There were 6 Tsars between Peter and Catherine, including three female rulers, viz Catherine I (Peter's widow) 1725-27, Anna (Peter's niece) 1730-40, and Elizabeth (Peter's own daughter) 1741-1762. Additionally there were three men/boys who died very soon after becoming Tsar. First was Peter II 1727-30 (Peter's grandson) who died as a teenager, Ivan VI (Peter's great great nephew) 1740-41 who was imprisoned for life as an infant and murdered in 1764, and finally Peter III (Peter's own grandson) 1762, who was overthrown, only months after his accession, in a coup staged by his wife and then murdered, probably with her complicity.
The wife who became CATHERINE the GREAT.
What a family!
Catherine the Great was not born Russian. She was a German Princess who became, arguably, Russia's greatest ever ruler. She was heavily influenced by The Enlightenment, and attempted to rule in the interests of even the lowliest of her people. However, Russia proved in the end too large a problem to be solved in one reign and by one person. The sadness for Russia was that it is still awaiting a natural successor to Catherine.

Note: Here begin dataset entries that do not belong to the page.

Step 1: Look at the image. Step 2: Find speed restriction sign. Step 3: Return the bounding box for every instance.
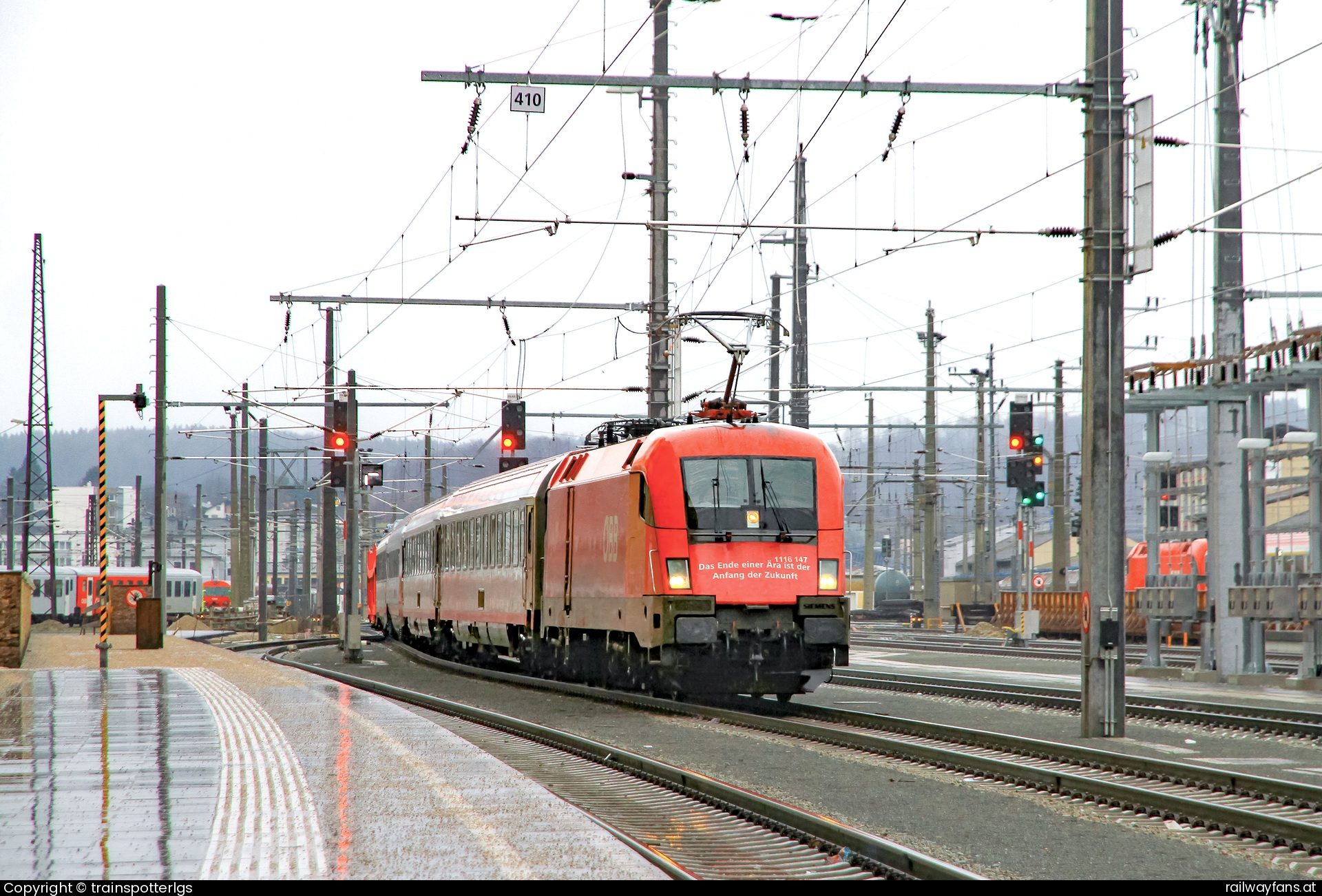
[509,85,546,112]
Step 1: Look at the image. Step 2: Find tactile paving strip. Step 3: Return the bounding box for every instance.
[0,669,220,880]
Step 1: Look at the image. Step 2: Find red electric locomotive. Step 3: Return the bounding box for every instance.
[368,420,849,699]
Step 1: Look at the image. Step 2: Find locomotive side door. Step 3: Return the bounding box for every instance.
[565,485,574,616]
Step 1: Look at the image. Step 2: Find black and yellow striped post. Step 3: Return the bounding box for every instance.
[96,395,109,669]
[96,383,147,669]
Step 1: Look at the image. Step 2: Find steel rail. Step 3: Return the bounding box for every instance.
[264,646,983,880]
[850,633,1299,672]
[359,642,1322,854]
[832,669,1322,738]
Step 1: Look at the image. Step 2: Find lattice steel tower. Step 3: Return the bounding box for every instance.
[23,234,56,602]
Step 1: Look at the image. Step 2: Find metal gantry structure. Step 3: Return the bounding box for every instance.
[423,0,1094,427]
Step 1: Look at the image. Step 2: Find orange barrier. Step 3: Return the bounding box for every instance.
[994,590,1148,634]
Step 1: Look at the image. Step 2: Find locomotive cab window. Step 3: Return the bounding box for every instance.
[681,457,817,537]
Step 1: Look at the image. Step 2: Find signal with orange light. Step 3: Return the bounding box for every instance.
[1010,402,1033,451]
[500,402,527,452]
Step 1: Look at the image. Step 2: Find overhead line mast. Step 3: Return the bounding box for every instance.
[21,234,56,613]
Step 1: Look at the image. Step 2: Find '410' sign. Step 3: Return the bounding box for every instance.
[509,85,546,112]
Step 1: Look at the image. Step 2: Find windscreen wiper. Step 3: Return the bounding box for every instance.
[759,471,793,542]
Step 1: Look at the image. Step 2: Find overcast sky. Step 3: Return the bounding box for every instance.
[0,0,1322,457]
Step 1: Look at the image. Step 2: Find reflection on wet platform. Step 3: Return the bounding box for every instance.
[0,669,221,879]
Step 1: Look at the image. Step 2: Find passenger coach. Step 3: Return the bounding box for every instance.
[368,422,849,699]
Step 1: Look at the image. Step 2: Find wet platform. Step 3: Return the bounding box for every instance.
[0,634,662,879]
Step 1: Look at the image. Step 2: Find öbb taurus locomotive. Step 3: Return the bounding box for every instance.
[368,422,849,699]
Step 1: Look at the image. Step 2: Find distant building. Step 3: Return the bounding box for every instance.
[53,485,136,566]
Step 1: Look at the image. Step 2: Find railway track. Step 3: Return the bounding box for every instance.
[849,632,1299,674]
[832,669,1322,740]
[266,645,981,880]
[308,642,1322,855]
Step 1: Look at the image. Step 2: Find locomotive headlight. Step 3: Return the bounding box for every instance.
[817,560,839,590]
[665,556,693,590]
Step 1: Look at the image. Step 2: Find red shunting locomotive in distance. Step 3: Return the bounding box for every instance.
[368,419,849,699]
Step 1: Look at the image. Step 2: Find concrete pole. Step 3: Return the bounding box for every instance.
[297,498,312,616]
[862,392,877,609]
[789,154,808,427]
[317,308,339,634]
[229,411,240,581]
[341,370,362,662]
[193,482,207,579]
[4,476,14,570]
[238,383,253,608]
[256,418,267,641]
[1204,0,1248,675]
[1144,411,1162,666]
[767,274,777,425]
[910,458,927,600]
[286,491,299,616]
[132,476,143,566]
[263,491,280,618]
[983,345,1000,604]
[972,373,992,604]
[421,431,431,507]
[1243,394,1263,672]
[648,0,678,418]
[1079,0,1126,738]
[1308,379,1322,573]
[152,286,169,634]
[919,306,945,619]
[1051,361,1069,590]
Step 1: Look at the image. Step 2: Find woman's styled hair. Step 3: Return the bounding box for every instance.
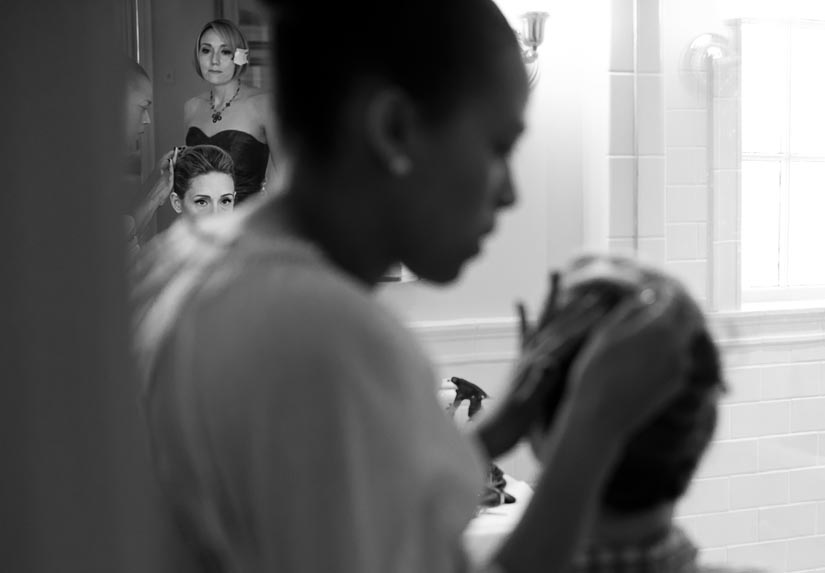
[172,145,235,199]
[192,19,249,79]
[532,256,725,513]
[268,0,518,155]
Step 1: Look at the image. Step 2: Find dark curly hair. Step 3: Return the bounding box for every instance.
[542,257,724,513]
[172,145,235,199]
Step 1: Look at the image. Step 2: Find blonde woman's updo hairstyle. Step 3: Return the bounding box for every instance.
[172,145,235,199]
[192,19,249,80]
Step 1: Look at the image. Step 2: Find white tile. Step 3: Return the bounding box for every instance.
[791,397,825,432]
[609,74,636,155]
[610,0,633,72]
[730,401,791,439]
[790,340,825,362]
[790,468,825,501]
[816,501,825,533]
[636,75,665,155]
[678,510,759,548]
[713,404,730,442]
[694,223,710,259]
[759,434,817,470]
[638,237,666,267]
[730,472,788,509]
[677,478,730,515]
[666,260,707,300]
[636,0,661,72]
[759,503,817,541]
[762,362,822,400]
[639,157,665,237]
[713,99,740,169]
[819,434,825,466]
[607,237,635,257]
[713,171,740,241]
[667,147,708,185]
[697,547,728,568]
[713,241,742,311]
[667,185,708,223]
[728,541,788,572]
[724,366,762,404]
[696,440,759,478]
[665,109,708,149]
[662,65,707,109]
[609,157,636,237]
[788,535,825,571]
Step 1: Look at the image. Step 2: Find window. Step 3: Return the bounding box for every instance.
[741,21,825,305]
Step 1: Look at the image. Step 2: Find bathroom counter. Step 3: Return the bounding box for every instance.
[464,475,533,566]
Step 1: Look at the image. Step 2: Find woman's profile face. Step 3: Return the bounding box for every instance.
[172,172,235,217]
[395,49,528,283]
[198,28,235,85]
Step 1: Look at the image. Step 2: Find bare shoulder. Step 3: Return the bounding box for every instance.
[247,87,272,113]
[183,92,209,123]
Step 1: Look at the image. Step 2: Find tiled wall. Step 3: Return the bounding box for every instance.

Some might point at Alexander II, others at the short lived democracy between the first and the second revolutions of 1917, and others to Yeltsin, but the harsh reality is that Catherine, the last woman to rule Russia, in the final analysis failed, as Peter had done, to turn Russia into a 'modern' European country. It has always slipped back into the very worst forms of Russian Absolutism, under Alexander III, Stalin, and Putin.